University of Valladolid (SPAIN)
Who has not tried to keep a pen balanced on its point? How much time would it take to fall over? This is one of the simplest examples of an inverted pendulum, which is a very appealing and challenging control problem, because the system is unstable. The enticement, the attraction is that we know that the pen will, eventually, tumble, but we want to delay this moment as much as we can.
Engineers study subjects such as Robotics, Real Time Systems, Instrumentation, Automatic Control and Programming Languages. We were looking for a real system where knowledge acquired in different areas could be applied. The inverted pendulum seemed a good candidate.
First a two-wheeled inverted pendulum robot was designed and built. The robot behaves like nBot ( The closer commercial version would be Segway (
The robot has been called TWIP (Two Wheeled Inverted Pendulum). Let’s describe TWIP’s basic components. There are two wheels at the base and a body of two shafts or rods (1 meter long). The sensors and batteries can slide up and down the bars. So, stability test can be easily carried out. The microcontroller is also attached to the shafts. Its hardware and software has been designed using the Arduino platform. The instrumentation consists of a distance sensor (GP2Y0A21YK, Sharp), an accelerometer (ADXL203, ANALOG DEVICES) and a gyroscope (ADXRS150, ANALOG DEVICES). To obtain the data that will be transferred to the controller, we can use the distance sensor (the default option) or the pair accelerometer- gyroscope (this option incorporates sensor fusion).

The balancing robot can be used in the classroom and laboratory in different ways. These are some examples:
a) Robotics, Instrumentation and Real Time Systems. A document describing the steps towards the constructions of TWIP is provided. All the elements are described. Students learn about the relevant elements and how to connect them. Items such as an accelerometer or a gyroscope are seen in their context. A practical demonstration can follow.

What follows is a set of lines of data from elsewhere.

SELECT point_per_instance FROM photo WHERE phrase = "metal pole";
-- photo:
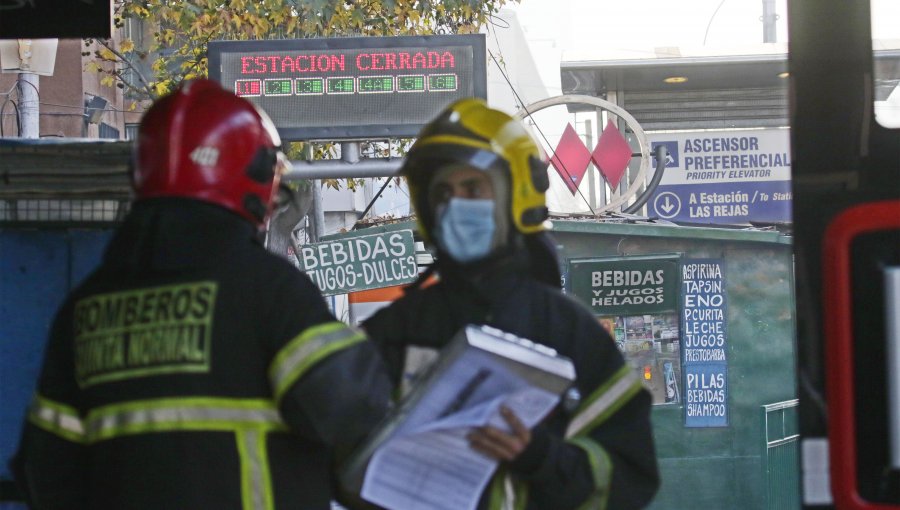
(769, 18)
(317, 214)
(589, 141)
(29, 106)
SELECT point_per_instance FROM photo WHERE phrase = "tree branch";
(140, 75)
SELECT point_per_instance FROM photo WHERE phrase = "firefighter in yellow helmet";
(477, 181)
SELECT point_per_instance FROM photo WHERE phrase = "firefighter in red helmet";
(193, 369)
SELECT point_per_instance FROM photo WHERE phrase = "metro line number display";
(352, 87)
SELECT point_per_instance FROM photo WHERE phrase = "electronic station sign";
(352, 87)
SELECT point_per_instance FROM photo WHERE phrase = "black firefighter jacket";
(599, 455)
(192, 370)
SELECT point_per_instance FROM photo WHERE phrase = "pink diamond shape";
(612, 154)
(571, 158)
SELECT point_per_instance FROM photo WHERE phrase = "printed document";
(426, 463)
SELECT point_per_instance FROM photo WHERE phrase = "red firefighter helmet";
(205, 143)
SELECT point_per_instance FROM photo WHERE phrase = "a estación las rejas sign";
(724, 177)
(359, 263)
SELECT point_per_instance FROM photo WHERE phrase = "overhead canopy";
(744, 89)
(70, 168)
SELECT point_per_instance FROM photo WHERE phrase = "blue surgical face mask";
(465, 228)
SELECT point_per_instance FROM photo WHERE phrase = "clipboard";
(478, 370)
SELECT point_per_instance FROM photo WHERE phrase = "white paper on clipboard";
(421, 459)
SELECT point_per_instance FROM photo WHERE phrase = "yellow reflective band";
(182, 414)
(601, 469)
(256, 481)
(455, 140)
(608, 398)
(56, 418)
(311, 346)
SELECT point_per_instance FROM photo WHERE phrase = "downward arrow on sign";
(667, 206)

b) Basic Automatic Control. The PID controller is one of the most widespread controllers used both in academia and industry. It is basic that future engineers know how to tune it and the importance of the three basic parameters that determine its behavior. Our robot has been equipped, by default, with a PID controller, it can be tuned and/or adjusted with three potentiometers. It is recommended that students test, first, the controller in simulation (the tool is also provided) and then applied to the real system. This way they learn the differences between simulation and real world. Students have been very enthusiastic and they had a great time comparing different tunings: some were really good and the robot balanced very well and others were not so good and the robot hit the floor rather fast!
c) Advanced Control, Real Time Systems and Programming. Advanced students can program their own controller (it should be any type: lead, lag, predictive, robust …). Test it in simulation. And finally transfer it to the microcontroller (they learn about the Arduino platform).